Во время разговора Бетти не произнесла ни слова. Более сообразительная Элинор обняла сводную сестру за талию и повела в гостиную. Золотисто-каштановая и черная головки исчезли за дверью. Ларкин кашлянул.
— Если позволите, я провожу вас в комнату мистера Стэнхоупа.
— Через минуту. Пойду накину что-нибудь. Если доктор закончит осмотр до того, как я выйду, крикните мне.
— Хорошо, сэр. Что касается сведений, которые вы просили меня добыть…
— Позже.
— Очень хорошо, сэр.
Николас Вуд не переставая твердил себе: надо как можно скорее выкинуть из головы сравнение с викторианской мелодрамой; тогда все, возможно, пойдет легче. И все-таки… у него в голове возникло смутное чувство: что-то не так. Хотя догадка — еще не улика. А улики нуждаются в осмыслении.
Размышляя, Ник стал подниматься по лестнице. Дойдя до площадки второго этажа, он огляделся. Четвертая дверь от середины — с противоположной стороны — была приоткрыта. Наверное, там спальня Дуайта. Ник прошел по коридору к своей комнате. Он дошел до такой стадии усталости, когда в голове все время звучат посторонние голоса — как будто сидишь перед радиоприемником и крутишь ручку настройки.

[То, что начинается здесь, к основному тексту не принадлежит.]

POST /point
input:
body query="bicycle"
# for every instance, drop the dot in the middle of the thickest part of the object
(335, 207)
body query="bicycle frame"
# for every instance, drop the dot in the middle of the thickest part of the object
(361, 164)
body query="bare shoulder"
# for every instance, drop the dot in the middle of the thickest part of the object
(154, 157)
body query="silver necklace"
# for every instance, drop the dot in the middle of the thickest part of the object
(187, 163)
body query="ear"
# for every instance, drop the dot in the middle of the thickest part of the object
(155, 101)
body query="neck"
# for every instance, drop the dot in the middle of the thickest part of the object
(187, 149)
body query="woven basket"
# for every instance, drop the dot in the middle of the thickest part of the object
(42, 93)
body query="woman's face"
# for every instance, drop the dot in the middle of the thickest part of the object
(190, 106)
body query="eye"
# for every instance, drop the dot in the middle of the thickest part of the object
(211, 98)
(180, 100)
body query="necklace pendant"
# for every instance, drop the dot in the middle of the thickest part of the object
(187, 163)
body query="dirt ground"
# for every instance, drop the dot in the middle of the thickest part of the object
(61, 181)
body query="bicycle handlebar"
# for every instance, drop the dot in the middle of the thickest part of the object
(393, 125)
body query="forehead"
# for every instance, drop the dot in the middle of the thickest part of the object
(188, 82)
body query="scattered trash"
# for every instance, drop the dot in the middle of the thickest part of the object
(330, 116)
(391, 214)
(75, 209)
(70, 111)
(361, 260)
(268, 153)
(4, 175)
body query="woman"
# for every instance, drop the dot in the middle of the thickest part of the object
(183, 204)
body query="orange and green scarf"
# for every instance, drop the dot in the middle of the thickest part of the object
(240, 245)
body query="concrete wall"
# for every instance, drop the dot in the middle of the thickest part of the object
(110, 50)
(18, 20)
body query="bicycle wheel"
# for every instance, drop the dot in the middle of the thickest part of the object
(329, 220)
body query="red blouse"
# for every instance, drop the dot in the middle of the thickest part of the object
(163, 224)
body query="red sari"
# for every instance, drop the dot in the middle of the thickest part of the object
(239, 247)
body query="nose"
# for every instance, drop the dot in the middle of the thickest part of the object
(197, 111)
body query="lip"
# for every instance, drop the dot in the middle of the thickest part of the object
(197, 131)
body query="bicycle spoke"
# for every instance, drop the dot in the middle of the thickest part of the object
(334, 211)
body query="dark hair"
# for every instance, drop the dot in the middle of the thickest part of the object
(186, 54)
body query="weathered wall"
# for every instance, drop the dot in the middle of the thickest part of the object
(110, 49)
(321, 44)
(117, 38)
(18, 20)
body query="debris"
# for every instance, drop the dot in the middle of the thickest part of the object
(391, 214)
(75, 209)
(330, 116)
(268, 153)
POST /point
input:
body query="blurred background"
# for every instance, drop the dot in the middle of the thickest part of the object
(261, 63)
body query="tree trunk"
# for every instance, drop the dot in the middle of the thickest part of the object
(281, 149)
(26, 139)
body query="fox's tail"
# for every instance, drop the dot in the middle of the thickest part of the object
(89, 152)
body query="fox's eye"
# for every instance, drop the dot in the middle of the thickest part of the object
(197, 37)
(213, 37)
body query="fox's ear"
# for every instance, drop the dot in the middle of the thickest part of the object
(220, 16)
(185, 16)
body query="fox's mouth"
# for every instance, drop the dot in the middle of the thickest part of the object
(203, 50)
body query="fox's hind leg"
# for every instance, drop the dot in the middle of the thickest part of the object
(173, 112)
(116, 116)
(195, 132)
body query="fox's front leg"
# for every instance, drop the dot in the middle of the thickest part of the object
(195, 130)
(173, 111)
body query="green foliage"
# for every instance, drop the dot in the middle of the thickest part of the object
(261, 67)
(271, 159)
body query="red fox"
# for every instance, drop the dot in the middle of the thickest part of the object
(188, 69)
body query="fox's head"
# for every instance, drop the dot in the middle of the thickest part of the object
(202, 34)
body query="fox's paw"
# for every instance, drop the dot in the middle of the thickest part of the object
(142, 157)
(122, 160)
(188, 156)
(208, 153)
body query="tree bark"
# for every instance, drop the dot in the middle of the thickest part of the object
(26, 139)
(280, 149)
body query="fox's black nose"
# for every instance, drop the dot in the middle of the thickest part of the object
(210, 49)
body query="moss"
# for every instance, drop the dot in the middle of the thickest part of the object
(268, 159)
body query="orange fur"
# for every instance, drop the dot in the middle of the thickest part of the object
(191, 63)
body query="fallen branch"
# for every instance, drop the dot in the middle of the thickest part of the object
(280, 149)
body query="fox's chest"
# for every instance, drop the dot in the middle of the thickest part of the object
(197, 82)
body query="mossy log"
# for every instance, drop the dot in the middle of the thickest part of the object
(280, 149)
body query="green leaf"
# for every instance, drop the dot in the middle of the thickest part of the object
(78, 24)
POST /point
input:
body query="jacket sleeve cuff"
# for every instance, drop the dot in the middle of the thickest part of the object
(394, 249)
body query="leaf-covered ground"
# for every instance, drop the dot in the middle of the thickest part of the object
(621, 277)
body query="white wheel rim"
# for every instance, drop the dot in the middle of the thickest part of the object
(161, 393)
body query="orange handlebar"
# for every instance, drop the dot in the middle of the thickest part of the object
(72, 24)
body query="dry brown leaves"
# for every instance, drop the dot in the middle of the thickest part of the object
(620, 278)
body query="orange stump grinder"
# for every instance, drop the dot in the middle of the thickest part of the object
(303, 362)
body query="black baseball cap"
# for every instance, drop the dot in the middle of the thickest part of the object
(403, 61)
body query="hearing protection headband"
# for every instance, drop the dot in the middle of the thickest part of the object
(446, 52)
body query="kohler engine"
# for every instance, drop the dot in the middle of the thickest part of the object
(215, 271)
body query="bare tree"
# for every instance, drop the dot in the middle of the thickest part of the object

Мебель в его спальне, декорированной в стиле наполеоновской Первой империи, была обита полосатым атласом. Окна он оставил закрытыми, считая, что в доме и так холодно. Часы, лежавшие на прикроватном столике, показывали без десяти пять.
Он надел брюки и спортивную куртку прямо поверх пижамы. Зайдя в оборудованную по-современному ванную комнату, примыкающую к его спальне, посмотрелся в зеркало. На подбородке заметна щетина, но бритье подождет до утра. Смыв со дна раковины красноватый осадок, Ник почистил зубы и ополоснул лицо холодной водой.
— Думай! — обратился он к своему отражению. — У нас есть…
— В чем дело, старина? — осведомился Винсент Джеймс, заглядывая в помещение из своей комнаты.
— Ни в чем. Я разговаривал сам с собой. Дурная привычка. Ты рассказал Элинор Стэнхоуп, что случилось?
Винс, в толстом белом крикетном свитере и фланелевых брюках, вошел в ванную и присел на край ванны.
— Да. Я разбудил ее. Решил, что так будет лучше. — Винс помялся. — Черт меня побери, если она не бросилась мне на шею и не назвала «Рыжик». Кто такой Рыжик?